Erdogan sbaragliò questo schieramento vincendo col 52% al primo turno. Oggi più di cinque anni fa il frastagliato campo che unisce secolaristi, curdi e nazionalisti laici ha trovato in Erdogan un motivo d’unione maggiore delle differenze interne.

Oggi Kiliçdaroğlu non si nasconde e punta alla vittoria al primo turno. I sondaggi sono estremamente sul filo del rasoio. La previsione è il classico pronostico da 1-X-2. Ci sono sondaggi che danno l’opposizione a guida Chp largamente in vantaggio e vincitrice di una decina di punti (tra 51-42 a 52-41) al primo turno. Altri danno Erdogan vincitore al 50,6% al primo scrutinio. La maggioranza delle rilevazioni, però, prevede che sarà ballottaggio e assegna a Kiliçdaroglu un lieve vantaggio, capace di amplificarsi al ballottaggio previsto per il 28 maggio fino a oltre 14 punti di scarto.

Il terremoto di inizio anno che ha raso al suolo Gaziantep e diverse aree al confine con la Siria è, in quest’ottica, la partita d’immagine alla cui risposta Erdogan tiene di più per potersi presentare come salvatore della nazione dal disastro del sisma di fronte al recupero dell’opposizione che controlla, soprattutto, le grandi città.

“Quando un forte terremoto scosse la regione di İzmit vicino a Istanbul nel 1999, l’allora primo ministro Bülent Ecevit – paralizzato dall’entità del disastro – fu ampiamente condannato per non essersi mobilitato abbastanza rapidamente”, ha scritto Politico.eu.

Il terremoto ha aggiunto un nodo chiave per Erdogan perché è avvenuto nel cuore politico e identitario del Paese, nel Sud terra di confine con la Siria su cui a lungo sono andate le attenzioni di Ankara, perché ha portato l’attenzione di osservatori e alleati internazionali su Ankara.
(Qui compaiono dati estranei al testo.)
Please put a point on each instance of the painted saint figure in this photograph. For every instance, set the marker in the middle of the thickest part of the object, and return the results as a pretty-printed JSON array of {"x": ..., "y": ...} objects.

Il “sogno turco” di Erdogan deve inoltre fare i conti con la sinergia tra tale crisi e un’economia fiaccata da un’inflazione annua giunta all’85% e accelerata dalle politiche finanziarie non ortodosse perseguite da Erdogan sui tassi, tagliati in forma eccessivamente inopinata prima del vento restrittivo iniziato su scala mondiale tra 2021 e 2022.
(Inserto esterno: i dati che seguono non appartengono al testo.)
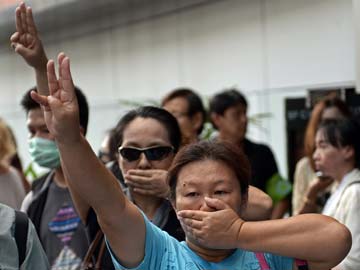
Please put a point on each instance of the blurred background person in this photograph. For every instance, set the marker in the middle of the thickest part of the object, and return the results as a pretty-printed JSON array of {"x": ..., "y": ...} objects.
[
  {"x": 187, "y": 107},
  {"x": 337, "y": 157},
  {"x": 330, "y": 107},
  {"x": 228, "y": 112}
]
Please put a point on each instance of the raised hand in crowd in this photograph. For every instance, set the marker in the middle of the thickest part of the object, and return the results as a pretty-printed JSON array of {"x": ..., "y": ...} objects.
[
  {"x": 26, "y": 42},
  {"x": 60, "y": 107}
]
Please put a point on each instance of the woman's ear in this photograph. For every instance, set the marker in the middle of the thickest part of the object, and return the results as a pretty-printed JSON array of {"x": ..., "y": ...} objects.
[
  {"x": 197, "y": 120},
  {"x": 82, "y": 131},
  {"x": 215, "y": 119},
  {"x": 349, "y": 152},
  {"x": 173, "y": 203}
]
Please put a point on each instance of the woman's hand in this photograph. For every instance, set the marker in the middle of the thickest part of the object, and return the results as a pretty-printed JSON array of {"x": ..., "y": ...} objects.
[
  {"x": 219, "y": 229},
  {"x": 148, "y": 182},
  {"x": 60, "y": 107},
  {"x": 26, "y": 41}
]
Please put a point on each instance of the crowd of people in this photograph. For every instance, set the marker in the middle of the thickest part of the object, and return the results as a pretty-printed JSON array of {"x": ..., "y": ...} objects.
[{"x": 157, "y": 196}]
In un’economia fiaccata il sisma ha aggiunto pensieri a pensieri. “La ricostruzione dovrebbe costare da 10 a 50 miliardi di dollari, anche se la Confederazione turca delle imprese e delle imprese ha avvicinato il totale a 85 miliardi di dollari”, nota il New York Times, che aggiunge il fatto che “oltre 8.000 edifici sono stati rasi al suolo e le infrastrutture della catena di approvvigionamento, comprese le strade e il porto marittimo di Iskenderun, sono state danneggiate”.
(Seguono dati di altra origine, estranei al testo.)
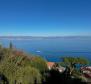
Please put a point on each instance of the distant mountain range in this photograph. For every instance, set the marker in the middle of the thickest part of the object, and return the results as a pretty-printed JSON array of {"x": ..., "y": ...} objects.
[{"x": 41, "y": 37}]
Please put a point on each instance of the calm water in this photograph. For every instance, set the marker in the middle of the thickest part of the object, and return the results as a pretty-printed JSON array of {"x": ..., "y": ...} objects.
[{"x": 53, "y": 49}]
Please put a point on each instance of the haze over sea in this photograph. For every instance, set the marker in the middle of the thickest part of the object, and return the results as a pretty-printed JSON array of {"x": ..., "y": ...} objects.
[{"x": 52, "y": 48}]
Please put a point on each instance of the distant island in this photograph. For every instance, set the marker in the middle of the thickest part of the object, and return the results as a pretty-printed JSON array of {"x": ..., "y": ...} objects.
[{"x": 40, "y": 37}]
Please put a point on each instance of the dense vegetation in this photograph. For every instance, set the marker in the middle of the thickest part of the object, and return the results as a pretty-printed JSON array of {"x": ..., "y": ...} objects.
[{"x": 17, "y": 67}]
Come spesso successo, Erdogan prova a rispondere con l’attenzione sulla politica estera e il nazionalismo. Viene cavalcata la matrice decisiva del ruolo turco nell’allargamento della Nato, si usa la sfida dei roghi del Corano in Svezia come giustificazione per fermare l’adesione di Stoccolma all’Alleanza Atlantica e tenere vivo un argomento retorico, si parla di rilancio degli accordi sul grano ucraino che scadono poco dopo le presidenziali, il 18 maggio, per potenziare l’immagine di Erdogan e Ankara nel mondo. La sfida è a tutto campo. E per Erdogan la partita è davvero al cardiopalma. In oltre vent’anni di potere, il presidente ed ex premier rare volte ha affrontato un redde rationem tanto importante. Il cui superamento lo proietterebbe, una volta per tutte, nella storia turca. Oltre Ataturk e oltre sé stesso e il limite del Centenario della Repubblica.